Don't practice until you get it right, practice until you can't get it wrong.
Record yourself when you are practicing. Use your smartphone. This is such an important thing to do. There simply is no better way to hear yourself playing. You need to hear your progress. How you play a song when you are just learning it, compared to how it will sound months down the road after you've practiced it a hundred times, can only be achieved by learning and knowing where your strong and weak parts are in every song. The only way that this can happen is to hear yourself playing.
There will eventually come a day when you will be satisfied with how you play a song you have been working on for a long time. Your ears have been trained to listen for all of the parts, all of the nuances and all of the structures of each song. Imagine the moment when you can play each song from the top to the bottom without any mistakes. Nothing in music feels more empowering than being able to play a song all the way through without any mistakes.
But, what about interpretation and getting it close?
There exists not one person on the planet who will ever be able to play "Eruption" exactly like Eddie Van Halen did on the original recording from “Van Halen I”. It is a physical impossibility.
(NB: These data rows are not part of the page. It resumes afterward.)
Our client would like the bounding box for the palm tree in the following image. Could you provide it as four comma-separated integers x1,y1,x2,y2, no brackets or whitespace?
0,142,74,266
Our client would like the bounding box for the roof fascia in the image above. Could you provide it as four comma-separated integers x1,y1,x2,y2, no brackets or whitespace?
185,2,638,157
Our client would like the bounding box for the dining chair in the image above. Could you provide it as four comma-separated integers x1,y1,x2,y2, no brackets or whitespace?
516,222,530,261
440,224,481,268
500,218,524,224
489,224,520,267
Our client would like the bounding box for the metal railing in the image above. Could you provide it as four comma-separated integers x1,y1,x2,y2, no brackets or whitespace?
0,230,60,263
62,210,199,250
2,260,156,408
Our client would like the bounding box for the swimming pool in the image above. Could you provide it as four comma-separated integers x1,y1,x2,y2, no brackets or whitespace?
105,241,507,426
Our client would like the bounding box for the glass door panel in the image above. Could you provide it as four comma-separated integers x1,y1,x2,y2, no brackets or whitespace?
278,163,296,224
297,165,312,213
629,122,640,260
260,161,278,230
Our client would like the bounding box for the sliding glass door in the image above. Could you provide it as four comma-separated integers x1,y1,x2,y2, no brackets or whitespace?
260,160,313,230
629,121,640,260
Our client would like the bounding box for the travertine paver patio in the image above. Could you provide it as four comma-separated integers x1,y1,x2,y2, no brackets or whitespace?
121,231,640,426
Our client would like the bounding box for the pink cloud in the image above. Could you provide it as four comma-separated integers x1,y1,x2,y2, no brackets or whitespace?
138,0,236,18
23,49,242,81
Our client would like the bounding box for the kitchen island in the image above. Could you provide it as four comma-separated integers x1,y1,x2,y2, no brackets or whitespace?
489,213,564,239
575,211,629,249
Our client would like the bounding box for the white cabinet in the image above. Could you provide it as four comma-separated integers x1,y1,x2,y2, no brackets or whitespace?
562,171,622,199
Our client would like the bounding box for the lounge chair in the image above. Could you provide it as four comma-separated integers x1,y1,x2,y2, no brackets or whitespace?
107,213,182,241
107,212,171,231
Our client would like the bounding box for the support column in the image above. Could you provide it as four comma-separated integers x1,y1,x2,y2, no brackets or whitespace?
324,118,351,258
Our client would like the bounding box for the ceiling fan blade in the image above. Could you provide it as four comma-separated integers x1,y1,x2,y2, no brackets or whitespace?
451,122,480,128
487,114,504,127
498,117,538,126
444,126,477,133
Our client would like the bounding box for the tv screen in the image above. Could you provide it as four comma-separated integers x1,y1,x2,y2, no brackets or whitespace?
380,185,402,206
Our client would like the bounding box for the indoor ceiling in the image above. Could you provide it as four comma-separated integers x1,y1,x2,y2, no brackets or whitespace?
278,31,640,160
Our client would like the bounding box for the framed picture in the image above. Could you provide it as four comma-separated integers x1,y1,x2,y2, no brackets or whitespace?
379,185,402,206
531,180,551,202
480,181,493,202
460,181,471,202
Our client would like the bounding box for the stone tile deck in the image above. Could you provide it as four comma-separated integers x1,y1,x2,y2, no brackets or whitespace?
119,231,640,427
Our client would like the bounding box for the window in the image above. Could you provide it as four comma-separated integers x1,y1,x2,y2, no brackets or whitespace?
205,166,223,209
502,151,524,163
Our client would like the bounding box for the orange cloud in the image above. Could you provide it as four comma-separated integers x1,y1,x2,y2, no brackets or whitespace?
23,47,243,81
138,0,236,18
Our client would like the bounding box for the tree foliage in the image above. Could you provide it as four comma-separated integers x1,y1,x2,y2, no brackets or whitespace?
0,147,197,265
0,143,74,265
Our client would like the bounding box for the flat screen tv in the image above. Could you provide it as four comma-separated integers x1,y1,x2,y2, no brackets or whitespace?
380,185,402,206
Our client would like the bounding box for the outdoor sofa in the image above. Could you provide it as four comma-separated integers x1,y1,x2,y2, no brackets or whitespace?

Yes, a lot of people can get it pretty damned close, but no matter who plays it, there will always be a few things missing: Eddie's style, his approach, his fingers and his magic. None of that can ever be duplicated by anyone. It may be 98-99% close, but it will never be 100% perfect. This is how you should think of every song you ever learn on the guitar. You can always strive to get it as close as possible, but you cannot be perfect.
Does perfection even matter?
Nope. It most certainly does not; and I'll tell you why. I live by the mantra that there are a trillion ways to do anything and everything in this world, no matter what it is. There is no such thing as the only way to do one thing. Eddie Van Halen once said that he was unhappy with the finished recording of "Eruption", because he could hear the parts where he believed he could have played it better. This is what perfectionists do. After 46 years of this song being played billions of times, imagining Eruption somehow being played different from the original recording, seems impossible to comprehend. Only Eddie had the right to say that he could have improved on it.
This means that the original recording of Eruption was only one of many ways that Eddie could have played that song.
Now, use that same perspective on every song you learn on the guitar. The original way is not the only way. Play the most recognizable songs as close to the originals as you can, but leave enough room to make it your version, your interpretation. There is no law in music that says you can't do this. Music "IS" about interpretation. It is all about creativity. Creativity and interpretation in music is a very personal super power all musicians eventually possess. These super powers develop over long periods of time with seemingly endless hours of unconditional practice. No real musician who possesses these super powers will ever relinquish them for the sake of being perfect.
Interpret your songs and make them yours. You must learn to take ownership of every note that comes from your guitar. Play for yourself and the people who will enjoy listening to your versions of yours and their favorite songs. This is why we play!